The National Catholic Reporter writes that as early as the 1950s the US Roman Catholic Church was being warned about sex abuse cases.
As early as the mid-1950s, decades before the clergy sexual-abuse crisis broke publicly across the U.S. Catholic landscape, the founder of a religious order that dealt regularly with priest sex abusers was so convinced of their inability to change that he searched for an island to purchase with the intent of using it as a place to isolate such offenders, according to documents recently obtained by NCR.
Fr. Gerald Fitzgerald, founder of the Servants of the Paracletes, an order established in 1947 to deal with problem priests, wrote regularly to bishops in the United States and to Vatican officials, including the pope, of his opinion that many sexual abusers in the priesthood should be laicized immediately.
Fitzgerald was a prolific correspondent who wrote regularly of his frustration with and disdain for priests "who have seduced or attempted to seduce little boys or girls." His views are contained in letters and other correspondence that had previously been under court seal and were made available to NCR by a California law firm in February.
Read copies of letters Fitzgerald exchanged with U.S. bishops and one pope.
Fitzgerald's convictions appear to significantly contradict the claims of contemporary bishops that the hierarchy was unaware until recent years of the danger in shuffling priests from one parish to another and in concealing the priests' problems from those they served.

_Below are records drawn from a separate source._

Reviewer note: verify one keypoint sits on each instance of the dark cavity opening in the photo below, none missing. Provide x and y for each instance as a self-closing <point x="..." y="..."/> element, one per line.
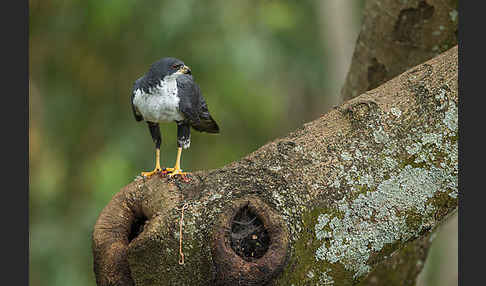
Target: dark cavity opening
<point x="249" y="237"/>
<point x="137" y="227"/>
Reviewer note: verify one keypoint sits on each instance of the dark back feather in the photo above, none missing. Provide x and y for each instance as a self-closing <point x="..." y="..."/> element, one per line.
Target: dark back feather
<point x="193" y="105"/>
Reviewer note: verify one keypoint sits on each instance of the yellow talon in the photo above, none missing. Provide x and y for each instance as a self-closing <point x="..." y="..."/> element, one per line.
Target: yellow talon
<point x="177" y="168"/>
<point x="177" y="172"/>
<point x="150" y="174"/>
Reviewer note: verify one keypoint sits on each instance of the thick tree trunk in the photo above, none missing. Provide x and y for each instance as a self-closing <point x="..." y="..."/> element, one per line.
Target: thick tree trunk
<point x="396" y="35"/>
<point x="342" y="201"/>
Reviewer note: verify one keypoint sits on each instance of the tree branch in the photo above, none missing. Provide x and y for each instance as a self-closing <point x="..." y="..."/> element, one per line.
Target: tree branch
<point x="396" y="35"/>
<point x="337" y="198"/>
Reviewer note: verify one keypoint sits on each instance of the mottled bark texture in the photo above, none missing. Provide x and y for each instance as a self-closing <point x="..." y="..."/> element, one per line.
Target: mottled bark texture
<point x="344" y="199"/>
<point x="396" y="35"/>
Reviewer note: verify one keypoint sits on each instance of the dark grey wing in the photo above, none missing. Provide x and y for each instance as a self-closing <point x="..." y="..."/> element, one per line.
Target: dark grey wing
<point x="193" y="106"/>
<point x="137" y="114"/>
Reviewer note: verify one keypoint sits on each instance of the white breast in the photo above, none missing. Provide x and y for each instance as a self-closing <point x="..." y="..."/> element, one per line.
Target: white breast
<point x="161" y="104"/>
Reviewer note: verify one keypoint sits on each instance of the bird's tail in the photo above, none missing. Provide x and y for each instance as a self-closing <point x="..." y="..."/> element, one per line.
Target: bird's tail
<point x="207" y="125"/>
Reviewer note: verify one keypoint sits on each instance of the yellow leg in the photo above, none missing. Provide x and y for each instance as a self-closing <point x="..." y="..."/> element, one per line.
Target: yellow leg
<point x="177" y="168"/>
<point x="157" y="165"/>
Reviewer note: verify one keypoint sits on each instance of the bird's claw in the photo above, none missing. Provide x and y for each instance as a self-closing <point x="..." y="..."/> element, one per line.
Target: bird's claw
<point x="155" y="171"/>
<point x="179" y="172"/>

It is clear, too, in letters between Fitzgerald and a range of bishops, among bishops themselves, and between Fitzgerald and the Vatican, that the hierarchy was aware of the problem and its implications well before the problem surfaced as a national story in the mid-1980s.
Read the article here.
Rachel Zoll, Salon, reports here.
As horrifying as this lack of reporting and action is, it was standard procedure in many churches, including The Episcopal Church. It was not until the 70s with the ordination of women that the abuse began to be seen for what it is.